Pour les anciens, ces grondemens souterrains étaient la manifestation terrible de la présence des dieux. La montagne fatidique tremblait, tout entière, entre leurs mains. Delphes était un lieu de terreurs religieuses : épouvantes devant la colère divine, qu’on entendait tonner et se répercuter dans les échos de la gorge sinistre, — épouvantes devant les révélations de l’oracle que l’on venait consulter, le voile de l’avenir pouvant se déchirer sur des catastrophes, des engendremens de crimes involontaires. Et Delphes exerçait aussi un magistère moral qui effrayait les mauvaises consciences. Elle excluait les grands coupables, les sacrilèges et les parricides. Néron, se souvenant de sa mère, n’osa pas franchir le seuil du temple d’Apollon.

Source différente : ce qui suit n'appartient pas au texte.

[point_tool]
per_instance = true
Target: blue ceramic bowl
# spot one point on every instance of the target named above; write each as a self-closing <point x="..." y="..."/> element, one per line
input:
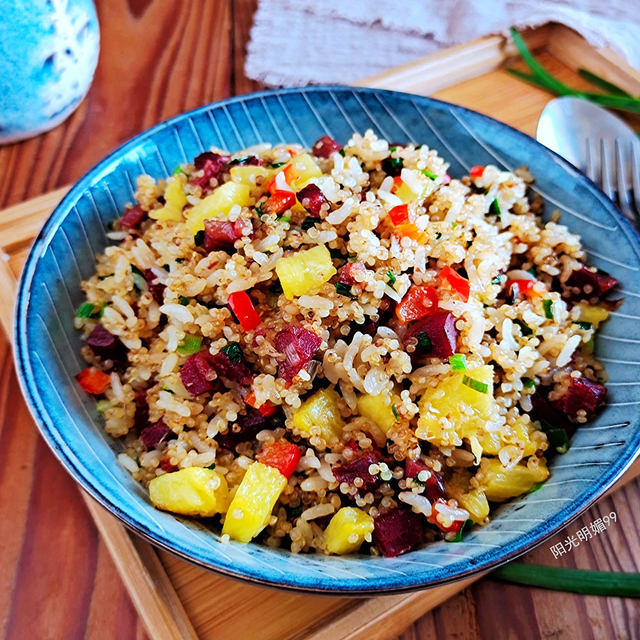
<point x="63" y="254"/>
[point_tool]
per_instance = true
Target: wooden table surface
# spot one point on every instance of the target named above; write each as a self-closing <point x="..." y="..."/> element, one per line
<point x="57" y="581"/>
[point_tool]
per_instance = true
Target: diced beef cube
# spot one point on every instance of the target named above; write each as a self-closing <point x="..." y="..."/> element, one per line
<point x="325" y="146"/>
<point x="397" y="531"/>
<point x="107" y="346"/>
<point x="313" y="200"/>
<point x="298" y="345"/>
<point x="590" y="283"/>
<point x="156" y="288"/>
<point x="155" y="434"/>
<point x="359" y="468"/>
<point x="133" y="217"/>
<point x="582" y="394"/>
<point x="436" y="334"/>
<point x="197" y="373"/>
<point x="219" y="235"/>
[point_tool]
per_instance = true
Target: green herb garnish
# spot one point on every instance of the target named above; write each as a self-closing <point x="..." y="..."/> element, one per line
<point x="190" y="345"/>
<point x="233" y="352"/>
<point x="344" y="290"/>
<point x="476" y="385"/>
<point x="458" y="362"/>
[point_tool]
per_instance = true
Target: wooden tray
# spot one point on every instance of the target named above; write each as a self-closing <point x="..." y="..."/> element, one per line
<point x="177" y="600"/>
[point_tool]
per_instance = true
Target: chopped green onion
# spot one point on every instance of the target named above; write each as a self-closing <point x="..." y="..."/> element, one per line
<point x="424" y="342"/>
<point x="344" y="290"/>
<point x="558" y="439"/>
<point x="476" y="385"/>
<point x="103" y="405"/>
<point x="594" y="583"/>
<point x="233" y="352"/>
<point x="467" y="524"/>
<point x="458" y="362"/>
<point x="190" y="345"/>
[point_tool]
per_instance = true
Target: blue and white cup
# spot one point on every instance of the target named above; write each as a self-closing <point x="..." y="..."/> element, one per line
<point x="48" y="54"/>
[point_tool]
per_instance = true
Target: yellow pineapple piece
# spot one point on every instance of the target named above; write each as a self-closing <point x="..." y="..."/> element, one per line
<point x="466" y="407"/>
<point x="379" y="409"/>
<point x="193" y="491"/>
<point x="501" y="484"/>
<point x="320" y="410"/>
<point x="217" y="205"/>
<point x="305" y="271"/>
<point x="347" y="529"/>
<point x="175" y="199"/>
<point x="593" y="314"/>
<point x="251" y="507"/>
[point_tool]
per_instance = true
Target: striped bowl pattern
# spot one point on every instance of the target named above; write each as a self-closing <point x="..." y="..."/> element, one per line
<point x="48" y="346"/>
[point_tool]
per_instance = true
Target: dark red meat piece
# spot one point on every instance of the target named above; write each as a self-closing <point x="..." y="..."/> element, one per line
<point x="596" y="282"/>
<point x="325" y="146"/>
<point x="237" y="371"/>
<point x="133" y="217"/>
<point x="358" y="468"/>
<point x="441" y="330"/>
<point x="298" y="345"/>
<point x="155" y="434"/>
<point x="156" y="288"/>
<point x="197" y="373"/>
<point x="347" y="272"/>
<point x="212" y="165"/>
<point x="105" y="345"/>
<point x="312" y="199"/>
<point x="219" y="235"/>
<point x="397" y="531"/>
<point x="582" y="394"/>
<point x="246" y="428"/>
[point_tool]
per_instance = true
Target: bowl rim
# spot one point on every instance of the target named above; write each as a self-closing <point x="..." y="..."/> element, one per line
<point x="535" y="536"/>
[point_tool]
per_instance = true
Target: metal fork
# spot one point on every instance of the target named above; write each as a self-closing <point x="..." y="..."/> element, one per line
<point x="614" y="165"/>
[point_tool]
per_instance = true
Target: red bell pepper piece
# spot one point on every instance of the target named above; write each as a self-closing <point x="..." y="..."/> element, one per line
<point x="266" y="409"/>
<point x="93" y="380"/>
<point x="400" y="214"/>
<point x="243" y="308"/>
<point x="418" y="302"/>
<point x="282" y="455"/>
<point x="459" y="284"/>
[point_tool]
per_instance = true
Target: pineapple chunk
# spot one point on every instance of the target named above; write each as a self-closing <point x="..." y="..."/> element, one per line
<point x="251" y="507"/>
<point x="248" y="173"/>
<point x="465" y="407"/>
<point x="379" y="409"/>
<point x="475" y="502"/>
<point x="300" y="170"/>
<point x="305" y="271"/>
<point x="347" y="529"/>
<point x="593" y="314"/>
<point x="501" y="484"/>
<point x="175" y="199"/>
<point x="217" y="205"/>
<point x="193" y="491"/>
<point x="320" y="410"/>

Ce lieu sévère a pourtant une grâce : Castalie, la source très pure qui descend du Parnasse et qui partageait avec Cassotis, — une autre petite source plus proche du temple, — le privilège de favoriser l’inspiration poétique. C’est un mince filet d’eau qui filtre goutte à goutte du flanc de la roche Hyampeia, la sombre muraille dressée à l’Est de la terrasse delphique. L’eau se recueille dans un réservoir pratiqué à même le rocher et, de là, elle se répand dans un bassin quadrangulaire, qu’on appelait le Bain de la Pythie. La paroi supérieure est percée d’une foule de niches de toute dimension, les unes assez grandes pour recevoir une statue, les autres, minuscules comme des nids d’abeilles, où brûlaient des lampes perpétuelles. En somme, une piscine de Lourdes, moins les vertus médicatrices ! Elle en avait d’autres : elle était inspiratrice et purifiante. Les sibylles devaient s’y plonger chaque jour, avant de s’asseoir sur le trépied, et les pèlerins n’étaient admis à l’intérieur du temple, qu’après y avoir fait leurs ablutions.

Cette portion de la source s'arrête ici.